La monoculture ne risque-t-elle pas de porter préjudice en ne nous permettant plus d’utiliser la terre comme ressource?

Le peu de flexibilité qu’offre la monoculture ne risque-t-elle pas de se retrouver confronté au changement climatique?

La monoculture nécessite également de grandes surfaces de terres cultivables. Dans de nombreuses situations, cela entraîne une déforestation ou bien une destruction, partielle ou globale, d’un écosystème. Le cas est flagrant avec la culture d’huile de palme en Amérique du Sud qui nécessite la déforestation d’une énorme partie de la forêt amazonienne.

Mais alors quel avantage pourrait avoir la monoculture dans les années à venir ?

Nous avons longtemps cru que cette méthode permettait d’avoir un rendement supérieur. Mais des études récentes prouvent que la polyculture pourrait être bien plus intéressante d’un point de vue du rendement. C’est notamment l’étude PRAISE qui a mis en avant l’intérêt qu’il y a à planter différentes espèces sur un même espace. Miser sur plusieurs variétés différentes permet d’assurer une récolte même en cas de sécheresse !

En conditions normales, la polyculture permettrait un rendement de 2 tonnes supérieures à la monoculture, par hectare. En cas de sécheresse, on parle de 8 tonnes supplémentaires. Ce phénomène s’explique par le fait que les plantes ne vont pas toutes chercher l’eau et les nutriments à la même profondeur dans le sol, et lorsqu’une espèce se retrouvera déshydratée, une autre ne le sera pas forcément. La polyculture permettrait donc de moins fragiliser les espèces et d’assurer une récolte, quelles que soient les conditions climatiques.

La solution pourrait même se trouver dans la permaculture. Cette méthode consiste à utiliser la polyculture de façon raisonnée en créant une entraide naturelle entre les plantes.
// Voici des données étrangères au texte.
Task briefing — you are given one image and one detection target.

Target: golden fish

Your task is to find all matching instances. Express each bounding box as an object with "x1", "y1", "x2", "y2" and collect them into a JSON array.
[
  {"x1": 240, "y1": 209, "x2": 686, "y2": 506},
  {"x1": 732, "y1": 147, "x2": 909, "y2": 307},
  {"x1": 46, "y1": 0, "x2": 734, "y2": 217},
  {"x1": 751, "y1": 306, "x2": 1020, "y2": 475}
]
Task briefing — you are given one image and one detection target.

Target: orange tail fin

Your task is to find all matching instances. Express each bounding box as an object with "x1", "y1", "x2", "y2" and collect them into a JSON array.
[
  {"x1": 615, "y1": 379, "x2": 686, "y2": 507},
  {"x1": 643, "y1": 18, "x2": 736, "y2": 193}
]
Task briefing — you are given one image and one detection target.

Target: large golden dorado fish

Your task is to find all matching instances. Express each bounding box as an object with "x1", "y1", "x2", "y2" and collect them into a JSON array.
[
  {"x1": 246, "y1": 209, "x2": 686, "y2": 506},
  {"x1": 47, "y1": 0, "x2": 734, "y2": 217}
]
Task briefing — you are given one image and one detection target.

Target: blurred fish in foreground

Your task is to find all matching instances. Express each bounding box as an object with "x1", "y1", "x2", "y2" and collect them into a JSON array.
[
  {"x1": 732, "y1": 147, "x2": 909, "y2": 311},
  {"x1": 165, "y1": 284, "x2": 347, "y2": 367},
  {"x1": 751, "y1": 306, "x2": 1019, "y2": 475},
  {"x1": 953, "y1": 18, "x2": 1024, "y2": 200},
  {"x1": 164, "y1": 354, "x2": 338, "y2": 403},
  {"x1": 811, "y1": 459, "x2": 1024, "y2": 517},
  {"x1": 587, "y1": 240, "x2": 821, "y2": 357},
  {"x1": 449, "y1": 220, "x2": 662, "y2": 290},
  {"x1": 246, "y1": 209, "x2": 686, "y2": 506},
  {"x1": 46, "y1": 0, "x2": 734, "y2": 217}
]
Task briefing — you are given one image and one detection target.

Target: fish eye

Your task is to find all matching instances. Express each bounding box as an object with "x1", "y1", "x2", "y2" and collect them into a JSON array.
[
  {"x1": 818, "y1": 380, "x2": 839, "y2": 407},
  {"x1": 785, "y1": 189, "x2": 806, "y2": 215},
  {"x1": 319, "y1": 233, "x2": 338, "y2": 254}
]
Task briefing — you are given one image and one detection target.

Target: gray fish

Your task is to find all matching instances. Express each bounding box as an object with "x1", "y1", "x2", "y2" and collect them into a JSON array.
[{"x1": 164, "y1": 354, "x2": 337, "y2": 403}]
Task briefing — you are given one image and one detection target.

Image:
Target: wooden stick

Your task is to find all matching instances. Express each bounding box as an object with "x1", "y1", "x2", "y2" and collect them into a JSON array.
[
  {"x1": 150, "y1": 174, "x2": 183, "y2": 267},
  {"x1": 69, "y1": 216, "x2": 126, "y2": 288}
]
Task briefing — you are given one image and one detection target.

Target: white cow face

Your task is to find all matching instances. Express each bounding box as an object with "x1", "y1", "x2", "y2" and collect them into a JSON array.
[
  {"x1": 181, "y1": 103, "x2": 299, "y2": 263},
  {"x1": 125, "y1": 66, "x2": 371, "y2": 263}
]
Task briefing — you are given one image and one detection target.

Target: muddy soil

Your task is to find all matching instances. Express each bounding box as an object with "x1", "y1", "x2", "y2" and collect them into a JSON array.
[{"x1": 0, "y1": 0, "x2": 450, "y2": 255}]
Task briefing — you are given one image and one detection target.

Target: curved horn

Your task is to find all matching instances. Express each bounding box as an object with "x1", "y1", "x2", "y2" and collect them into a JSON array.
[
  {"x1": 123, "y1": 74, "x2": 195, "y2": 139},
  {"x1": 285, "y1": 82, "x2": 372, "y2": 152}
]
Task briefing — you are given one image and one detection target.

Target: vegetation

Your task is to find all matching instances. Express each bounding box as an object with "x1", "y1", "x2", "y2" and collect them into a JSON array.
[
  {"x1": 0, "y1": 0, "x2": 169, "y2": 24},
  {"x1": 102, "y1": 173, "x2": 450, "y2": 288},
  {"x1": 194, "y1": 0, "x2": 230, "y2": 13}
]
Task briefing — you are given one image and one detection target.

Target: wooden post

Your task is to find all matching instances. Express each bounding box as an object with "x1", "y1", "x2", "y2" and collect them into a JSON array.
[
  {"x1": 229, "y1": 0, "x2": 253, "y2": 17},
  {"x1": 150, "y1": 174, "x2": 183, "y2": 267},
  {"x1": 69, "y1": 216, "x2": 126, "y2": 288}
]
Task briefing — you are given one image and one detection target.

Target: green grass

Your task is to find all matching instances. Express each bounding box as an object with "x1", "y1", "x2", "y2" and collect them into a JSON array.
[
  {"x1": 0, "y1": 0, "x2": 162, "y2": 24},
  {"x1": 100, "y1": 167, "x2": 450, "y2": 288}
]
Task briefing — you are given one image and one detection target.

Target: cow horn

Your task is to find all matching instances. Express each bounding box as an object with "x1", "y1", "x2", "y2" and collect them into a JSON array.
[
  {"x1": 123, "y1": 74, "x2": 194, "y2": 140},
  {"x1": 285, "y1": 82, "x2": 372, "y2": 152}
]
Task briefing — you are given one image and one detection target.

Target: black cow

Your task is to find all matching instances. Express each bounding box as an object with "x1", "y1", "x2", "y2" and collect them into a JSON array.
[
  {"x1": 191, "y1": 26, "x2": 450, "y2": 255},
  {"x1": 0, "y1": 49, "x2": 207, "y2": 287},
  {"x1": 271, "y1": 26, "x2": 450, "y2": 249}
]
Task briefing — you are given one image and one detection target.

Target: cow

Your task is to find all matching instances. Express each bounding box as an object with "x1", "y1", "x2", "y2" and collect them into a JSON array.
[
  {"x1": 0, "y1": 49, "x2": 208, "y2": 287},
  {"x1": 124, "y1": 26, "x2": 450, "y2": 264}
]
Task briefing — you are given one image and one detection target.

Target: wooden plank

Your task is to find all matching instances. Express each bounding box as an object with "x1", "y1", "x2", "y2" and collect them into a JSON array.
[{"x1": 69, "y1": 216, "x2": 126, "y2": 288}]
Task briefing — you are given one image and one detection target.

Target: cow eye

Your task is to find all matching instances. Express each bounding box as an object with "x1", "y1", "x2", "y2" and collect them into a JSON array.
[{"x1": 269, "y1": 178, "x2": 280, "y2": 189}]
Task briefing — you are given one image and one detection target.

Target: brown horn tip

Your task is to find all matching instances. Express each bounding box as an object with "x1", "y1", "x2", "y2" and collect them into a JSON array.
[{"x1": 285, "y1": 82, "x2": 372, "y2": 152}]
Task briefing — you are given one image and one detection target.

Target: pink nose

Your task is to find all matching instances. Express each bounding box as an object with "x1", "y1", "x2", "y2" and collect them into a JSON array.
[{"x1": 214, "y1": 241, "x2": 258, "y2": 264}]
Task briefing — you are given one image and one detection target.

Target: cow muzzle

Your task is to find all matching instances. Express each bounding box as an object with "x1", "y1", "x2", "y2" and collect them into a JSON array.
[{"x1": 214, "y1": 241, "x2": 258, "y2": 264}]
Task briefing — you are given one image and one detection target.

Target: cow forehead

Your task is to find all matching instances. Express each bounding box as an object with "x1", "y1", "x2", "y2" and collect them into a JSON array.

Cela permet d’avoir des produits variés, d’assurer des récoltes, quelles que soient les conditions climatiques et environnementales. Également, la méthode propose de se passer d’une grande partie des produits chimiques. Certes, la permaculture permet moins l’automatisation et la facilité de production qui est utilisée avec la monoculture.

Mais ne permettrait-elle pas sur le long terme de s’assurer la production de nourriture de façon conséquente et durable?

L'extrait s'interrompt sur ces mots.